• Well, just tonight I've wrapped up my work on this issue and thought I'd post my findings for those who might find it useful.

    When the problem between the lab and the production server first turned up, I did get focused on what obvious information was not up to performance, i.e. the Database IO rate which was originally 1.5Mb+ in the lab but only 0.3Mb in the production server. However, when I brought the production database into another lab server with the same configuration as the original lab test environment and it still produced on 0.3Mb throughput, I started digging deeper.
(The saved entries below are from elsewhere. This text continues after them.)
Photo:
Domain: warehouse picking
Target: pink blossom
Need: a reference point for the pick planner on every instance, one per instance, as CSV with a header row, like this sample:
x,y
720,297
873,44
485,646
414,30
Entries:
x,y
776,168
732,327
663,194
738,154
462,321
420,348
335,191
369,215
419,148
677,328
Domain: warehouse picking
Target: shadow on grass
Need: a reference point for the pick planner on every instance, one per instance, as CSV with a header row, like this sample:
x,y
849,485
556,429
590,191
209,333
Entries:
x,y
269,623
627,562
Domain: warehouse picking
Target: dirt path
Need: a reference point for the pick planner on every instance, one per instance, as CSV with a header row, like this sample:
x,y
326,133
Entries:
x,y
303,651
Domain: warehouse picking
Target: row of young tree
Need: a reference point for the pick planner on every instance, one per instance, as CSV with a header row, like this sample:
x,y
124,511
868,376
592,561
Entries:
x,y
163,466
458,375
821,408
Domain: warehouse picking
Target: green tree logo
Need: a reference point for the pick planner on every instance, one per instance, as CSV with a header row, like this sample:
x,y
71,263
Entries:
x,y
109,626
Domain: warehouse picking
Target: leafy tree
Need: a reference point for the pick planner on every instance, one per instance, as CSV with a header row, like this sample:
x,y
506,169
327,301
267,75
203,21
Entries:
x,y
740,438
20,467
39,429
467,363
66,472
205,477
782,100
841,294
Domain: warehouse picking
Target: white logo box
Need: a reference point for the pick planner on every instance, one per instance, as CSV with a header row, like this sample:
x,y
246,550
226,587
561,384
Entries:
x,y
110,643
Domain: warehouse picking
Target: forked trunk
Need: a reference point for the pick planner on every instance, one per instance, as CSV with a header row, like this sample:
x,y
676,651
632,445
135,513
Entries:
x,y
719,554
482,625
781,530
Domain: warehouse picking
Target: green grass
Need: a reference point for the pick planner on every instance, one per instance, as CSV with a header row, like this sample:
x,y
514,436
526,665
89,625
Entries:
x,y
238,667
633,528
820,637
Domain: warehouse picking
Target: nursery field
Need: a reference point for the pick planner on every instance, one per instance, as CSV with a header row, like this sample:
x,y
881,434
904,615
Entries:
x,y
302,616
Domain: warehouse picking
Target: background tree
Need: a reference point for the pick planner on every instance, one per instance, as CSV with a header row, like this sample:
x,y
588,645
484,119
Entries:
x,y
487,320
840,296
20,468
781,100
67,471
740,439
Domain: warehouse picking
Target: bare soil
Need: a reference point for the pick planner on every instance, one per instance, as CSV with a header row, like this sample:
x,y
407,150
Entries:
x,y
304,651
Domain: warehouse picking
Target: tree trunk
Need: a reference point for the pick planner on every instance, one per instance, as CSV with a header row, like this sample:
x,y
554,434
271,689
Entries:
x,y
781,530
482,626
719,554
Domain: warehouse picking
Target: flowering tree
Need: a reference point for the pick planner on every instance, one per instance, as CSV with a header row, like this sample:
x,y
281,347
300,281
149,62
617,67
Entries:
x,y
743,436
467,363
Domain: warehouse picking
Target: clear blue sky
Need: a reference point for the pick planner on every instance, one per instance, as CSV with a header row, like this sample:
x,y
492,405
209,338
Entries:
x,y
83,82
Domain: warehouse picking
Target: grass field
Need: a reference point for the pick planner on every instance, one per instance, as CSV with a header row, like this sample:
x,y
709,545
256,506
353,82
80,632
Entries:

    As I mentioned in another post, I discovered that there was a significant difference in the query plans created by the two servers. Since I have built a little monitoring tool for my Clustered indexes, I knew that the fragmentation rate on the two servers was roughly identical and I routinely rebuilt the indexes to ensure current statistics, etc. After studying the details, I traced the differences to the size of the data tables. While we had created a lab environment which stressed the number of transactions per hour, it did not approximate the number of detail records of the production environment. The process that I was working with is taking text based data and normalizing it into the appropriate Primary Keys including creating new keys/records where we don't have an appropriate record.

    I created a clean database and re-processed my production data and noted that while the initial inserts happened as quickly as the lab server it did not take much time at all for the processing performance to degrade.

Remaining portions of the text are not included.